Lord Jesus, you said, "Blessed are the poor in spirit, for theirs is the kingdom of heaven."
Keep us from being preoccupied with wealth and worldly goods, and with trying to ever increase them at others expense.
Lord Jesus, you said, "Blessed are the gentle, for they shall inherit the earth."
Help us not to be uncaring with one another, and to eliminate the discord and conflict that exists in the world around us.
Lord Jesus, you said, "Blessed are those who mourn, for they shall be comforted."
Let us not be impatient due to our own burdens and unconcerned about the burdens of others.
Lord Jesus, you said, "Blessed are those who hunger and thirst for justice, for they shall be filled."
Make us thirst for you, the fountain of all holiness, and actively spread your Word in our lives and in the society in which we live.
Lord Jesus, you said, "Blessed are the merciful, for they shall receive mercy."

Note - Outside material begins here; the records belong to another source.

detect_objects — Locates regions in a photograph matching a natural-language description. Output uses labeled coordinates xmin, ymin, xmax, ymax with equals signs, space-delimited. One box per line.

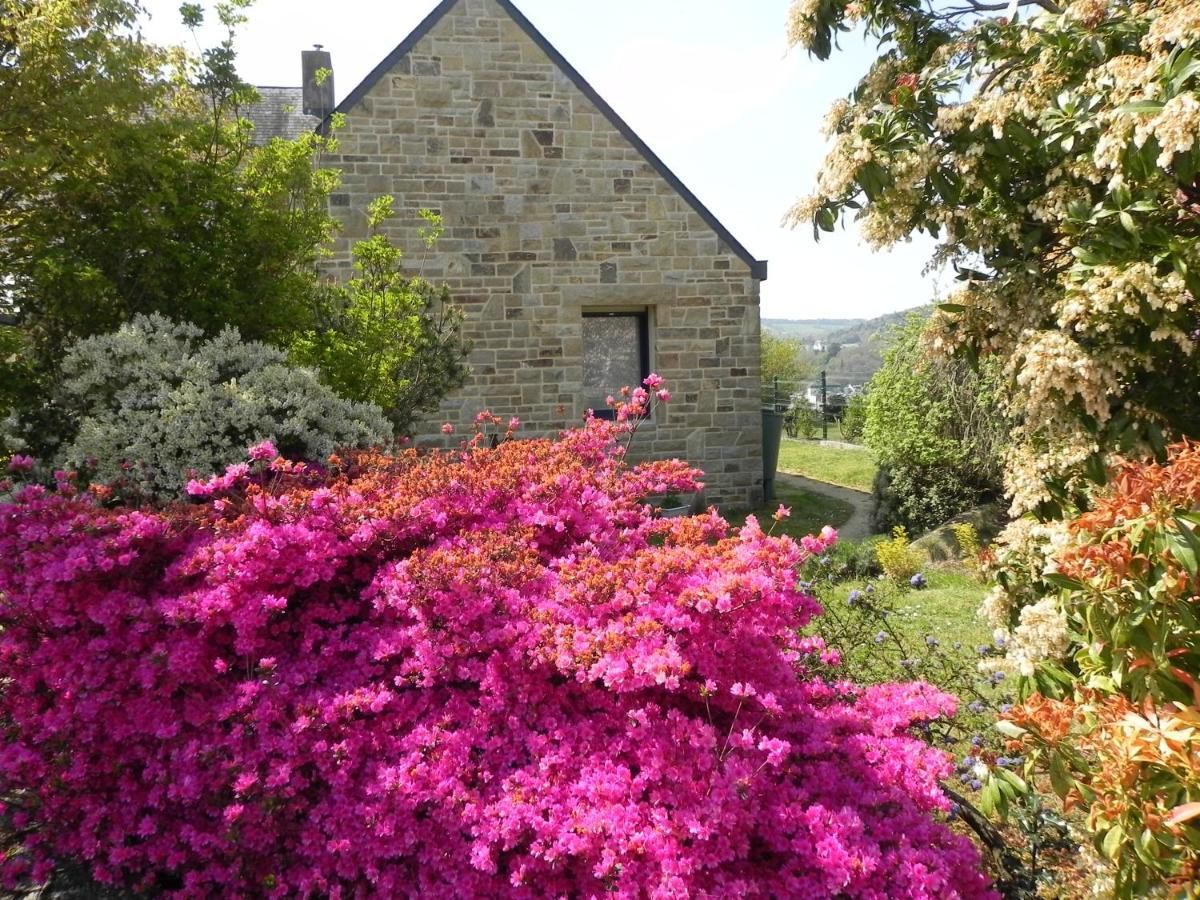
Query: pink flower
xmin=247 ymin=440 xmax=280 ymax=461
xmin=0 ymin=427 xmax=991 ymax=900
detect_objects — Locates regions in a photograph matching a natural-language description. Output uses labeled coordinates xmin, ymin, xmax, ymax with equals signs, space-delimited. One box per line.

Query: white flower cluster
xmin=979 ymin=517 xmax=1070 ymax=676
xmin=56 ymin=316 xmax=391 ymax=498
xmin=1007 ymin=596 xmax=1070 ymax=677
xmin=787 ymin=0 xmax=821 ymax=47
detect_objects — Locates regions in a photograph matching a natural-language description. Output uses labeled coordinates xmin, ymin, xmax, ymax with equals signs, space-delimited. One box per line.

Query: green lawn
xmin=810 ymin=566 xmax=991 ymax=696
xmin=895 ymin=569 xmax=991 ymax=647
xmin=779 ymin=438 xmax=876 ymax=493
xmin=730 ymin=484 xmax=854 ymax=538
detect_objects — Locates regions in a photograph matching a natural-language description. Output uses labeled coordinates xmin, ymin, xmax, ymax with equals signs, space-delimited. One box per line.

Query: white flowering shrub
xmin=56 ymin=316 xmax=391 ymax=499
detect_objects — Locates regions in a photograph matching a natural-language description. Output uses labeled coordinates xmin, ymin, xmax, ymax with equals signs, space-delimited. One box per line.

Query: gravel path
xmin=775 ymin=472 xmax=871 ymax=541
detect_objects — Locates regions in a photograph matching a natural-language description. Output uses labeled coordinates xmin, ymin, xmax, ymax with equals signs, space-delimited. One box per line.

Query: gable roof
xmin=241 ymin=88 xmax=320 ymax=144
xmin=323 ymin=0 xmax=767 ymax=281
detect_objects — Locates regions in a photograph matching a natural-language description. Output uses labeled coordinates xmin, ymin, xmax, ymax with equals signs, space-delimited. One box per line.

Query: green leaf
xmin=1050 ymin=752 xmax=1075 ymax=797
xmin=1117 ymin=100 xmax=1166 ymax=115
xmin=996 ymin=719 xmax=1028 ymax=738
xmin=1100 ymin=822 xmax=1124 ymax=859
xmin=1042 ymin=572 xmax=1086 ymax=590
xmin=1175 ymin=517 xmax=1200 ymax=578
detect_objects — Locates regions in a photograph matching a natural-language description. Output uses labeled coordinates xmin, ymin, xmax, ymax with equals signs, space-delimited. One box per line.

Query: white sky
xmin=144 ymin=0 xmax=934 ymax=318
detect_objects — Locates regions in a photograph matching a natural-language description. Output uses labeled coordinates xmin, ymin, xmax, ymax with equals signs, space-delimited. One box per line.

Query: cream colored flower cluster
xmin=979 ymin=516 xmax=1070 ymax=676
xmin=1134 ymin=92 xmax=1200 ymax=169
xmin=1004 ymin=434 xmax=1099 ymax=516
xmin=1141 ymin=0 xmax=1200 ymax=53
xmin=1007 ymin=330 xmax=1120 ymax=422
xmin=1056 ymin=262 xmax=1193 ymax=340
xmin=787 ymin=0 xmax=821 ymax=47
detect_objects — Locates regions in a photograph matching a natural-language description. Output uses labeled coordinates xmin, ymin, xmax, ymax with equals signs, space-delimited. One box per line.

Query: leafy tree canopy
xmin=0 ymin=0 xmax=464 ymax=451
xmin=791 ymin=0 xmax=1200 ymax=515
xmin=762 ymin=331 xmax=816 ymax=388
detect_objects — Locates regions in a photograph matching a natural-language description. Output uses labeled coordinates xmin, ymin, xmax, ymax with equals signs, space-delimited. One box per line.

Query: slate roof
xmin=330 ymin=0 xmax=767 ymax=281
xmin=241 ymin=88 xmax=320 ymax=144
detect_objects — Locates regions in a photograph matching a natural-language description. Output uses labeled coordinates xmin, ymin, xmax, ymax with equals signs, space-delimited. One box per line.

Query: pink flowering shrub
xmin=0 ymin=421 xmax=989 ymax=900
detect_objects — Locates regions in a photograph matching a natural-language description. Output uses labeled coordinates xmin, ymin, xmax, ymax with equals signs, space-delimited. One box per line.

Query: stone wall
xmin=330 ymin=0 xmax=762 ymax=508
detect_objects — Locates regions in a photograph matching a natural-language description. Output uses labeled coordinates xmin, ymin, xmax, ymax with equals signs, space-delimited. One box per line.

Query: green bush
xmin=863 ymin=316 xmax=1009 ymax=533
xmin=784 ymin=397 xmax=821 ymax=440
xmin=871 ymin=464 xmax=997 ymax=534
xmin=841 ymin=394 xmax=866 ymax=444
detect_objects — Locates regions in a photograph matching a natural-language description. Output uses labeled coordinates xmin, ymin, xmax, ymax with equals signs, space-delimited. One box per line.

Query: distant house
xmin=251 ymin=0 xmax=767 ymax=506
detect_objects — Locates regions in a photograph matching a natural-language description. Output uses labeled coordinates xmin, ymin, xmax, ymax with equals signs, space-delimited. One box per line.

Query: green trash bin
xmin=762 ymin=409 xmax=784 ymax=503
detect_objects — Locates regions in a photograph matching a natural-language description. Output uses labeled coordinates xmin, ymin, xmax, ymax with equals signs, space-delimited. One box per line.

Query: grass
xmin=730 ymin=484 xmax=854 ymax=539
xmin=779 ymin=438 xmax=877 ymax=493
xmin=894 ymin=569 xmax=991 ymax=647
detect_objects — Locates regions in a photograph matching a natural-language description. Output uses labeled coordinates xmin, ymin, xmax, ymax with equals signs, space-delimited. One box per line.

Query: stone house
xmin=252 ymin=0 xmax=767 ymax=508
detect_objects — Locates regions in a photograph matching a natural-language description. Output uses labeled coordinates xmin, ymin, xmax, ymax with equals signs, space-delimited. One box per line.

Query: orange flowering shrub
xmin=1002 ymin=443 xmax=1200 ymax=896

Grant that we may be quick to forgive and slow to condemn.
Lord Jesus, you said, "Blessed are the pure of heart, for they shall see God."
Free us from our harmful desires and fix our eyes on You. Lord Jesus, you said, "Blessed are the peacemakers, for they shall be called children of God."
Help us to make peace in our families, in our country, and in the world. Lord Jesus, you said, "Blessed are those who are persecuted for the sake of justice, for the kingdom of heaven in theirs."
Make us willing to suffer for the sake of right rather than to practice injustice; and do not let us discriminate against our neighbour. Amen
Consider the Beatitudes as a gift from Jesus. Jesus delivered them upon the mountain facing the Sea of Galilee to give us, his followers, not a masterpiece of literature, but a mirror that reflects the Cross of Calvary when we are overwhelmed by suffering and the lack of understanding.
Contemplating the Beatitudes we acquire a heart able to see them embodied in the poor, in the non-violent, in persecuted Christians, in the gentleness of the simple-hearted, in the tears of the sorrowful, in the hunger of the mistreated, in the forgiveness offered by the person who strives not to retaliate.
The Beatitudes are real. We discover them every time we are concerned for our neighbour rather than ourselves.
Rise up from your sleep, the Kingdom of God is present and among us. The Kingdom of God is evolving and has a face: the countenance of the poor, the eyes of the wo/man asking for your kindness, like Lazarus looking for the scraps that fell from the rich man’s table.
The “world” might not understand this, but we Christians are searchers of ‘pearls’: we look for the Beatitudes hidden in the silent sighs of those who are disillusioned and need a reason to live: Blessed are you who have lost the meaning of life for whatever reason, for you are worth our attention, you deserve to know your Saviour!
 Exodus 19: 16-17: “On the morning of the third day there was thunder and lightning, as well as a thick cloud on the mountain, and a blast of a trumpet so loud that all the people who were in the camp trembled. 17 Moses brought the people out of the camp to meet God. They took their stand at the foot of the mountain.”  Matthew 7: 28-29: “Now when Jesus had finished saying these things, the crowds were astounded at his teaching, for he taught them as one having authority, and not as their scribes.”  Psalm 41:4: “As for me, I said, ‘O Lord, be gracious to me; heal me, for I have sinned against you.’” Psalm 145:5: “Happy are those whose help is the God of Jacob, whose hope is in the Lord their God.” Sirach. 31:8: “Blessed is the rich person who is found blameless, and who does not go after gold.”  Psalm 137:8-9: “O daughter Babylon, you devastator! Happy shall they be who pay you back what you have done to us! Happy shall they be who take your little ones and dash them against the rock!.”  The Church built on the Mount of the Beatitudes, close to the Sea of Galilee where Jesus delivered his Sermon, is an octagonal shrine with eight windows, one in each wall.  Proverbs 6:9: “How long will you lie there, O lazybones? When will you rise from your sleep?”